Cuda_Launch_Blocking=1 reduces the training speed?

Yangmin · September 7, 2022, 4:49am

Hi, I was trying to debug about the

"RuntimeError: cuda runtime error (710) : device-side assert triggered "

by using Cuda_Launch_Blocking=1.

It seems like setting the above environment variable to 1 slows down the training speed of whole code.

Should I use this blocking=1 only in debugging and not in training?
Does it reduce the speed?

ptrblck · September 7, 2022, 4:53am

Yes, CUDA_LAUNCH_BLOCKING=1 is a debug env variable used to block kernel launches and to report the proper stacktrace once an assert is triggered. You should not use it in production, but only during debugging.

Amey_Naik · January 20, 2024, 5:27am

What does CUDA_LAUNCH_BLOCKING=1 do exactly? Can someone please elaborate?

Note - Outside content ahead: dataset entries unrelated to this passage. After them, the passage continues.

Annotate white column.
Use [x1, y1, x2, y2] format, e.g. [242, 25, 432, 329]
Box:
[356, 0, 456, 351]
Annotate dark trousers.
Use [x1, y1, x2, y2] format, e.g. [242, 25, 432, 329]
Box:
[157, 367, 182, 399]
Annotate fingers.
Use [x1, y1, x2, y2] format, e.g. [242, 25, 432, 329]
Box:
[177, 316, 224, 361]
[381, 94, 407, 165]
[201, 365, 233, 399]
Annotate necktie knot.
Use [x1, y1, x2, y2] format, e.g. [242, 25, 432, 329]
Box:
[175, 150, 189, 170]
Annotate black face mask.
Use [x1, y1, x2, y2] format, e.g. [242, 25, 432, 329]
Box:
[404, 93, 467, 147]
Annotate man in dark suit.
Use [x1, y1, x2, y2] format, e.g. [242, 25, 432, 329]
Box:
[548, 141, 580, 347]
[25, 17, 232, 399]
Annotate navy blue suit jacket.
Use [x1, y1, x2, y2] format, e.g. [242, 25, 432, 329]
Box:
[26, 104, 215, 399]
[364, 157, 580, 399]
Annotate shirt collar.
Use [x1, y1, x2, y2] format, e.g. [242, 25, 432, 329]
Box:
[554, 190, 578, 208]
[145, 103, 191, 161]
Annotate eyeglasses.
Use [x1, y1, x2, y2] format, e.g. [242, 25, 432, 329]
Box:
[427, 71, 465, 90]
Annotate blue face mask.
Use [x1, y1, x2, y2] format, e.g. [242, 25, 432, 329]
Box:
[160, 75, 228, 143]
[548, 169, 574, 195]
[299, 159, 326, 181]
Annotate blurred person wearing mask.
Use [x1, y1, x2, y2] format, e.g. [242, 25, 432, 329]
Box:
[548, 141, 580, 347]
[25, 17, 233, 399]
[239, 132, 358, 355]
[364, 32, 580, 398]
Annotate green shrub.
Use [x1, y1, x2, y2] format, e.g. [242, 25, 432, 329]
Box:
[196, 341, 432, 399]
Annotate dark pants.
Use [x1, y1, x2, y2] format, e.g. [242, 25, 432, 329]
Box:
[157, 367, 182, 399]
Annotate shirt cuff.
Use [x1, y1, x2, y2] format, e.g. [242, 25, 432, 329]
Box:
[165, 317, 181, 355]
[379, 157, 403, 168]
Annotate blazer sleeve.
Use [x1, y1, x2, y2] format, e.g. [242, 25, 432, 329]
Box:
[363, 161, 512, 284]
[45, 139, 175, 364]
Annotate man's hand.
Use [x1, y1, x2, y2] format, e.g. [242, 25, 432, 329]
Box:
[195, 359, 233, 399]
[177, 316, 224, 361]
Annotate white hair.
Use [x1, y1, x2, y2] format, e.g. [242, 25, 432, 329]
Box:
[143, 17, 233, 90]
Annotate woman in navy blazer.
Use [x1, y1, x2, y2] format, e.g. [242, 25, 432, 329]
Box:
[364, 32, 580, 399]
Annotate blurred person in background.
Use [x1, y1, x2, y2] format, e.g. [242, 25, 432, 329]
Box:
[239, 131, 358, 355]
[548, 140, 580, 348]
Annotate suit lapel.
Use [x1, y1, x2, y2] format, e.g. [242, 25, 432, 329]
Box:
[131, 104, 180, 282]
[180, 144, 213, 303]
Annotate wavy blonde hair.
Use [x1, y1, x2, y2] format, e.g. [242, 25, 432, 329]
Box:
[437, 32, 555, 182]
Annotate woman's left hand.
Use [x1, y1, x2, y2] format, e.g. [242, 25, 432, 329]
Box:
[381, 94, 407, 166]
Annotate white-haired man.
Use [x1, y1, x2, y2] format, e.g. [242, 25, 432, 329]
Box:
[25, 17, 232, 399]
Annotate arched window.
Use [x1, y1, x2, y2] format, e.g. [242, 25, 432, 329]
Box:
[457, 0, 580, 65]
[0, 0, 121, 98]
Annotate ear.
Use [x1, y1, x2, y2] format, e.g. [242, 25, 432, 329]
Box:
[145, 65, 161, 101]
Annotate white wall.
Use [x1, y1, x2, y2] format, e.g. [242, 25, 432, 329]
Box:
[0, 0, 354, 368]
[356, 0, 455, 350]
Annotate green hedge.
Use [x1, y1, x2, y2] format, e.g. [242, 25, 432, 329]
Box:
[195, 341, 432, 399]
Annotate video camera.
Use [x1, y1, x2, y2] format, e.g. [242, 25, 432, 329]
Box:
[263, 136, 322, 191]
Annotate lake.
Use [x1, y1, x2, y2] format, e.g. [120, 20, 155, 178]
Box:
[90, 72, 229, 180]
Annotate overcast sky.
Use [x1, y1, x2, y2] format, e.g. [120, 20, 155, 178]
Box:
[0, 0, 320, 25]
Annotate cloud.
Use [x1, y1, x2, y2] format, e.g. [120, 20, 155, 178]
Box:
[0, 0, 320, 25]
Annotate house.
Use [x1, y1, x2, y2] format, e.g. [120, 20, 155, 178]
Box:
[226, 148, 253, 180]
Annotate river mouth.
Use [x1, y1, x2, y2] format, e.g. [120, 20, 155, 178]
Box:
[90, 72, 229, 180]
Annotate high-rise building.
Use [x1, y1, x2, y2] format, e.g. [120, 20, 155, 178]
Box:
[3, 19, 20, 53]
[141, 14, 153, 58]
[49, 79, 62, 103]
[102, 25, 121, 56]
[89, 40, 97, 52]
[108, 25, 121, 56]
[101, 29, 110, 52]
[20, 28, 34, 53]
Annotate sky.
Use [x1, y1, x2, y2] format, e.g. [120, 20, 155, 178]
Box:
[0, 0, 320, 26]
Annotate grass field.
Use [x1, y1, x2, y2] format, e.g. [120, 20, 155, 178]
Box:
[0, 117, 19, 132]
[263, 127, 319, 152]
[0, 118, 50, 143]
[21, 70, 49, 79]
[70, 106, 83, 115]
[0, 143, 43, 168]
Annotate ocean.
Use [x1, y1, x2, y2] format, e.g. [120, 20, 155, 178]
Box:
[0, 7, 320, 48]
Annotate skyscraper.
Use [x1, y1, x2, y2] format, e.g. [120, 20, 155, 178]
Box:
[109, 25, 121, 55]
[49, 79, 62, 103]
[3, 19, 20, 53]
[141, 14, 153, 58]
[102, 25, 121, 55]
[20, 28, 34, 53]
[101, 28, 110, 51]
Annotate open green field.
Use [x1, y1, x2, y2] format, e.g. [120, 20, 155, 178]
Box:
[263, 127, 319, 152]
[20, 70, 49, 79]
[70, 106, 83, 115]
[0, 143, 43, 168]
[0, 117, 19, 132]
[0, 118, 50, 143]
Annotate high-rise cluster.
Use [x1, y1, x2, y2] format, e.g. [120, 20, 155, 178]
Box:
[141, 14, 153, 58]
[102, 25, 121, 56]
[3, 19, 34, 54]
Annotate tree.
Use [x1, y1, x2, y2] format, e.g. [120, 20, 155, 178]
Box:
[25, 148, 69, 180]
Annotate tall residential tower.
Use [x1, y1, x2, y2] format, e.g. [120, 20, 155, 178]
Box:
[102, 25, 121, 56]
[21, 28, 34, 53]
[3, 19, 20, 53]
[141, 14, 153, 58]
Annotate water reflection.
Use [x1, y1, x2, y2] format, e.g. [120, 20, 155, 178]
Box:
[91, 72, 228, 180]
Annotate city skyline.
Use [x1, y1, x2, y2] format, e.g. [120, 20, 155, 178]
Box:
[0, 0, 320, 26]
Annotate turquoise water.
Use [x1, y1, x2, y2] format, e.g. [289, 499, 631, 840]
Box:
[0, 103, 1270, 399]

ptrblck · January 20, 2024, 1:24pm

Kernel launches will be blocked, i.e. they won’t be executed asynchronously anymore as already explained. From CUDA’s programming guide:

Programmers can globally disable asynchronicity of kernel launches for all CUDA applications running on a system by setting the CUDA_LAUNCH_BLOCKING environment variable to 1. This feature is provided for debugging purposes only and should not be used as a way to make production software run reliably.